Poetry

Marianne Moore

I too, dislike it: there are things that are important beyond all this fiddle.
    Reading it, however, with a perfect contempt for it, one discovers that there is in
    it after all, a place for the genuine.
      Hands that can grasp, eyes
      that can dilate, hair that can rise
        if it must, these things are important not because a

high-sounding interpretation can be put upon them but because they are
    useful; when they become so derivative as to become unintelligible,
    the same thing may be said for all of us—that we
     do not admire what
      we cannot understand. The bat,
        holding on upside down or in quest of something to

eat, elephants pushing, a wild horse taking a roll, a tireless wolf under
    a tree, the immovable critic twinkling his skin like a horse that feels a flea, the base-
    ball fan, the statistician - case after case
    could be cited did
    one wish it; nor is it valid
        to discriminate against "business documents and

school-books"; all these phenomena are important.
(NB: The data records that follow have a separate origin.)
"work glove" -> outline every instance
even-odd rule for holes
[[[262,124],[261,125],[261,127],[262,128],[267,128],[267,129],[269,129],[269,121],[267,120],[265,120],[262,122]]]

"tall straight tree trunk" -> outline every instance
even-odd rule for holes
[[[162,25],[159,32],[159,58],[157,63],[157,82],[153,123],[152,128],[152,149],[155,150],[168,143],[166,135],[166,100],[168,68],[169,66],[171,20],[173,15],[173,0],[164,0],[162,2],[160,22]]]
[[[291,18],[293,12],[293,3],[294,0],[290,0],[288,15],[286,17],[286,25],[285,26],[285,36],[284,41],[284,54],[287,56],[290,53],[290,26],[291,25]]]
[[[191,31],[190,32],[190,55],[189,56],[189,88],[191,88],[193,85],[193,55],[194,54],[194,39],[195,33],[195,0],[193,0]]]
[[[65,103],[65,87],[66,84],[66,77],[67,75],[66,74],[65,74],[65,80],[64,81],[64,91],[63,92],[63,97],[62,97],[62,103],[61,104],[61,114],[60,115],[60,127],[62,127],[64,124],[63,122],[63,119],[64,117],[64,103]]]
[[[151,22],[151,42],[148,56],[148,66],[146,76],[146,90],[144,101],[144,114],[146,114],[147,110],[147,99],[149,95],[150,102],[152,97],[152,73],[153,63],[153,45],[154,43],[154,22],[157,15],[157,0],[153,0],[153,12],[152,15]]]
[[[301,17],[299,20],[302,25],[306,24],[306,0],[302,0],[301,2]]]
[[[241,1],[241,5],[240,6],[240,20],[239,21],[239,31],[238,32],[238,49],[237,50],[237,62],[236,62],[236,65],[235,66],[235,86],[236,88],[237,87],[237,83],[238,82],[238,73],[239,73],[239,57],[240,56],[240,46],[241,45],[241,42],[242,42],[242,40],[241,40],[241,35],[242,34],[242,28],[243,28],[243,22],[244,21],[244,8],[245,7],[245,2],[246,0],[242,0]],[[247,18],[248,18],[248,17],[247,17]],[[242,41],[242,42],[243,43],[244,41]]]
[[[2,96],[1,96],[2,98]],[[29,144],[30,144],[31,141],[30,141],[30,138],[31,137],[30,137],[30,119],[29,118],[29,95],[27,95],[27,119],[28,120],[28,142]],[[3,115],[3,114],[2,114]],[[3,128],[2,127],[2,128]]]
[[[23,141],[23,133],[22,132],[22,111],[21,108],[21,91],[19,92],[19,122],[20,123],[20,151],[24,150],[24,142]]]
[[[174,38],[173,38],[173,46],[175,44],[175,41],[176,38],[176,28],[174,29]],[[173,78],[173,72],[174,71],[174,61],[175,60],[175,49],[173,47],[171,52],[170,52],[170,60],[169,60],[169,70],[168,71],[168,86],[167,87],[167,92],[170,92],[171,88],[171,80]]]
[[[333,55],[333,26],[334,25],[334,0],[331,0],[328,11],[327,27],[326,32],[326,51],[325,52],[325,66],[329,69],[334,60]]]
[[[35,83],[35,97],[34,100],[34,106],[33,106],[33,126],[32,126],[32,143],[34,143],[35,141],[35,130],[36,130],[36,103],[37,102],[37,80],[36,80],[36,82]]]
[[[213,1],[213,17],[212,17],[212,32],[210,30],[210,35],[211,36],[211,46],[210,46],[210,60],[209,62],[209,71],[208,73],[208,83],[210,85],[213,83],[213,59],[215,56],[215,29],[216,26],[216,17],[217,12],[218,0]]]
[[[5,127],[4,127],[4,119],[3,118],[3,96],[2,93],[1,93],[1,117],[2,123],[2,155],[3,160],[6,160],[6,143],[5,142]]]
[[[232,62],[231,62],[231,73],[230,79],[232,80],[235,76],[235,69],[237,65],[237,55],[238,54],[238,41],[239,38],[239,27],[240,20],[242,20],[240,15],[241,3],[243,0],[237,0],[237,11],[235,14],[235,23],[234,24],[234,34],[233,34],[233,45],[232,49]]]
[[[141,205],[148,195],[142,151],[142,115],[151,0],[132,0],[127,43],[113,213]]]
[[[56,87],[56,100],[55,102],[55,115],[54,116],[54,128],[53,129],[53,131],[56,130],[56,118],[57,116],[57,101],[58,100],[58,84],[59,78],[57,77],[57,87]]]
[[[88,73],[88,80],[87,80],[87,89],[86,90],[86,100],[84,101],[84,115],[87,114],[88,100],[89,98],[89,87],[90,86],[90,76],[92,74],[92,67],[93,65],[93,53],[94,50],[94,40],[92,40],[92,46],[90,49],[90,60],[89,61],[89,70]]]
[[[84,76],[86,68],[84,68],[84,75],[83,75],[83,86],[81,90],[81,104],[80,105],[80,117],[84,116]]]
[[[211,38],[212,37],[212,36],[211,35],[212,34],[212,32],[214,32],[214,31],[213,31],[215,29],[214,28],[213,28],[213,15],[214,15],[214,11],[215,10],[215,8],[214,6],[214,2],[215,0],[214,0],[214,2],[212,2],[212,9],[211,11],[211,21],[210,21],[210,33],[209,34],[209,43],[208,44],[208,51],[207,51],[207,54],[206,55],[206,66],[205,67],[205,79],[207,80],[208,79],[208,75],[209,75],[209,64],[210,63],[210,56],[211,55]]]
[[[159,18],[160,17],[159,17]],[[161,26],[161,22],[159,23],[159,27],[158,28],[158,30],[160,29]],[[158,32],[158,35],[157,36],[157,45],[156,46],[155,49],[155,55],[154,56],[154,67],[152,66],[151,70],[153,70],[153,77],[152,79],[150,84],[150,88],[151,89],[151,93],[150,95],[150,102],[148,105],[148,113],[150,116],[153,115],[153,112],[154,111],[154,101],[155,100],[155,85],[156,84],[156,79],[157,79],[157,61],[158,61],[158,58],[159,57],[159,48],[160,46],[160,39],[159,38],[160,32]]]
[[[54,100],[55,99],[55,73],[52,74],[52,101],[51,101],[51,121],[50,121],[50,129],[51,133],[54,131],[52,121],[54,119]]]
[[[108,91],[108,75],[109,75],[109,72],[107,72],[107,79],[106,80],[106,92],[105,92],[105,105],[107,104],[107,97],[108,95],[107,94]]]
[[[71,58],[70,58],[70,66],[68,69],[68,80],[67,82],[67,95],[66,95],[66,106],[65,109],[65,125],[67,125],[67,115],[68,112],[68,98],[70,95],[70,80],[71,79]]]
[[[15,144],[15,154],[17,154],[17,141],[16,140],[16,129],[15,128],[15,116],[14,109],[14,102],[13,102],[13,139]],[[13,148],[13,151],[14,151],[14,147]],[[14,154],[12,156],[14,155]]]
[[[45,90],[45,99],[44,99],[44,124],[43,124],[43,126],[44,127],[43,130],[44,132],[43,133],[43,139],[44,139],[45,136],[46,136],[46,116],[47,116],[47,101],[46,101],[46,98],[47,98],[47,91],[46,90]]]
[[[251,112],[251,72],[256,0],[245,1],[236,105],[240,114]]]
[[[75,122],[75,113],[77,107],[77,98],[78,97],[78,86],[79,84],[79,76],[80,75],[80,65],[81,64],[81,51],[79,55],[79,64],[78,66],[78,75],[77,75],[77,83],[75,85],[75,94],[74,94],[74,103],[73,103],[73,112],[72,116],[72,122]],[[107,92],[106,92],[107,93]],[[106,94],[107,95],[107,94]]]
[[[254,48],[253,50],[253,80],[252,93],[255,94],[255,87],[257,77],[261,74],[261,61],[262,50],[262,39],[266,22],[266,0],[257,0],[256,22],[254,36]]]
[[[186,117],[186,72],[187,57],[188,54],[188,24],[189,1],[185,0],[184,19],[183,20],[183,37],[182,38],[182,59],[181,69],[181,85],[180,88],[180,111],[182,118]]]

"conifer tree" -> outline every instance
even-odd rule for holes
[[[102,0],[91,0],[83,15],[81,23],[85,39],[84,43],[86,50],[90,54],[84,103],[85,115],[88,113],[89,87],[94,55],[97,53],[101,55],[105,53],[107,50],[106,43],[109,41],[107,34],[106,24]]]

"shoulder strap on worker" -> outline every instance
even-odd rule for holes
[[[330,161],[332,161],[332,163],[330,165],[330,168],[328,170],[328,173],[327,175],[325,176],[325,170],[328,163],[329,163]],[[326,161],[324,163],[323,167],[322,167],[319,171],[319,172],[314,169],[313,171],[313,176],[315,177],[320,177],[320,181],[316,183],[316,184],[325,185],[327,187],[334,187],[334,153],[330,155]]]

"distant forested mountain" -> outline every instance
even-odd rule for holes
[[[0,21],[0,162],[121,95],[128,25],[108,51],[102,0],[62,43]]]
One must make a distinction
    however: when dragged into prominence by half poets, the result is not poetry,
    nor till the autocrats among us can be
        "literalists of
        the imagination"-above
            insolence and triviality and can present

for inspection, imaginary gardens with real toads in them, shall we
    have it. In the meantime, if you demand on the one hand, in defiance of their opinion-
    the raw material of poetry in
        all its rawness, and
        that which is on the other hand,
            genuine, then you are interested in poetry.



Note: Marianne Moore viewed her poems as fluid and constantly revised her output. As a result you will not find anywhere one definitive version of this poem.